Pub Date: March 1st, 2001
ISBN: 0-312-24274-3
Publisher: Dunne/St. Martin's

Freemantle hits pay dirt as the UN Secretariat Tower is hit by a missile that’s shoulder-launched from the East River and loaded with sarin and anthrax.

The plot brings back alcoholic FBI investigator William Cowley, head of the Bureau’s Russian Desk, and puts him in harness again with Dimitri Danilov, now head of Moscow’s Organized Crime Bureau.

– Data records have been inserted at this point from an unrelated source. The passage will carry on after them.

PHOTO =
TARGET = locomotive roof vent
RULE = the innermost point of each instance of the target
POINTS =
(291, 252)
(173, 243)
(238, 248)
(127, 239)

Danilov worked with Cowley to bring down villains in 1993’s The Button Man and 1995’s No Time for Heroes, and, while he’s now relatively sober, he still measures his Scotches with care. The missile lies unexploded in the Chinese level of the Secretariat building (the structure is an international territory), but, exploded or not, it has raised havoc, killed five people, and caused Manhattan to be evacuated (54 dead in the big rush outta town). Some Freemantle New Yorkers, thinking themselves at the end of the world—as in On the Beach—loot stores or raid the Tavern on the Green for a drunken dance of death in Central Park. When Cowley and a team of bomb disposal experts recover the warhead, they identify it as made from a Russian biological warfare plant in Gorki. Obviously, the Russians didn’t mail it. The bomb was stolen from the Russian plant—and how many more do The Watchmen, the murderous US terrorists who financed this operation, have, and what do they plan to do with them? Thinly drawn info-characters feed the story while Cowley is hospitalized (a booby-trapped boat explodes) and Danilov finds his wife in bed with another man. Then, while explosives proliferate around the Lincoln Memorial and the Washington Monument, a hacker message on FBI computers reveals that The Watchmen think that Russia is our enemy. Soon Cowley is off to Gorki with Danilov, tracking lost warheads, then in Chicago pursuing the General of The Watchmen.

Painstaking detail within a lively plot, all in Freemantle’s familiar formula.